Rouse files for bankruptcy, to continue its operations
Published 12:00 am Friday, August 15, 2003
[8/15/03]The company whose Vicksburg rubber-recycling plant was the site of the city’s worst-ever industrial accident has filed for reorganization under federal bankruptcy laws.
Rouse Polymerics International Inc. filed Tuesday for Chapter 11 reorganization, a spokesman for the U.S. Bankruptcy Court in Jackson confirmed.
“I’m going to do my very best” to keep the business going, company president Michael Rouse said Thursday.
Chapter 11 is designed to give financially distressed businesses chances to reschedule debt payments and continue operating until they can regain financial viability.
An explosion and fire at the 60,000-square-foot rubber-recycling facility that was operating off U.S. 61 South on May 16, 2002, resulted in burns to 12 employees, five of whom died in the days and weeks that followed.

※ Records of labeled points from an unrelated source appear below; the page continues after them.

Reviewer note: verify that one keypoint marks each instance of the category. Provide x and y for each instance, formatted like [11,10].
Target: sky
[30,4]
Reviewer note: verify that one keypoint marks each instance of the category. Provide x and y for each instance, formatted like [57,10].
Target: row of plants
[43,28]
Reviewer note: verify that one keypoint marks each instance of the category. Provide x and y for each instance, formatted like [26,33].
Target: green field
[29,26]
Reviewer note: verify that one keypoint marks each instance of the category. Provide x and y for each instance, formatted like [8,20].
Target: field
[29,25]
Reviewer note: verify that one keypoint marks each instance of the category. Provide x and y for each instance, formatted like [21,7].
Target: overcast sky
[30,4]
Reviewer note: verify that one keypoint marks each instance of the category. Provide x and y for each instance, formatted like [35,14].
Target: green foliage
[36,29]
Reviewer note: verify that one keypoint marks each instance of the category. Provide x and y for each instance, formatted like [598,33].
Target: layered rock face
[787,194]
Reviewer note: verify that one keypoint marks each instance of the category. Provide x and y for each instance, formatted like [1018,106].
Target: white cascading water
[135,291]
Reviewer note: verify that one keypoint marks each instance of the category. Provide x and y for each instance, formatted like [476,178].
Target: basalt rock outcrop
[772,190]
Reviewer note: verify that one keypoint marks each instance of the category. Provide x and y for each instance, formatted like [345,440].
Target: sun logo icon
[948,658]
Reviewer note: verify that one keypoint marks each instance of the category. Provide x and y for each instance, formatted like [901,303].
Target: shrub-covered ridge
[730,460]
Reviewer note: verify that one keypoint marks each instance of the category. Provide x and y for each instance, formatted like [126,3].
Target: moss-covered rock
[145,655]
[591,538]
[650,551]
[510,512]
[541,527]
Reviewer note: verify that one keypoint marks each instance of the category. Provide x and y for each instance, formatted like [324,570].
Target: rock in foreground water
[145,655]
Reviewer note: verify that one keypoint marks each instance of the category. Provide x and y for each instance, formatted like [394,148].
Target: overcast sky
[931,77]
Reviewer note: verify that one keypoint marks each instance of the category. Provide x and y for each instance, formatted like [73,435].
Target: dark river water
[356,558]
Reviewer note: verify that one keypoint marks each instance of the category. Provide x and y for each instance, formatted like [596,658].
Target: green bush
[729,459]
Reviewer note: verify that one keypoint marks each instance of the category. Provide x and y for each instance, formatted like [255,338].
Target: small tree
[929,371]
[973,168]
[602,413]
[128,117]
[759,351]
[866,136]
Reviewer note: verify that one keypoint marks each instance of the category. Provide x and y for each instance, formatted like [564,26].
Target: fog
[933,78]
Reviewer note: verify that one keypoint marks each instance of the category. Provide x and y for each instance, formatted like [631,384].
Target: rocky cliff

A federal Occupational Safety and Health Administration probe into the cause of the fire took six months, resulting in Rouse’s receipt of citations for 24 violations of workplace-safety regulations and a fine of $187,680. None of those violations, however, was found to have triggered the disastrous explosions.
The plant employed about 100 people when it was destroyed by the fire. Most were left without jobs.
Following OSHA’s release of the burned facility back to Rouse and the company’s cleanup, operations resumed on a small scale.
In a controlled process, workers and machines grind and dry rubber scraps, including those from old tires, producing a fine powder that is used in the manufacture of new tires and other products. The dust is flammable, and some of it that had become airborne was believed to have contributed to the explosion and flash fire.
Rouse faces civil lawsuits that have been filed on behalf of all five men who died from their injuries in the fire. The company has also been sued for damages by its neighboring company, with which Rouse’s former production facility shared a common wall.
Rouse said no timetable had been set for when the company planned to emerge from Chapter 11 protection from its creditors. He also said he did not know when such a timetable would be set.
He has declined to discuss details of the company’s operation. Following the fire Rouse’s employee count fell as low as about 12, and at last report it remained no more than one-quarter of its pre-fire level.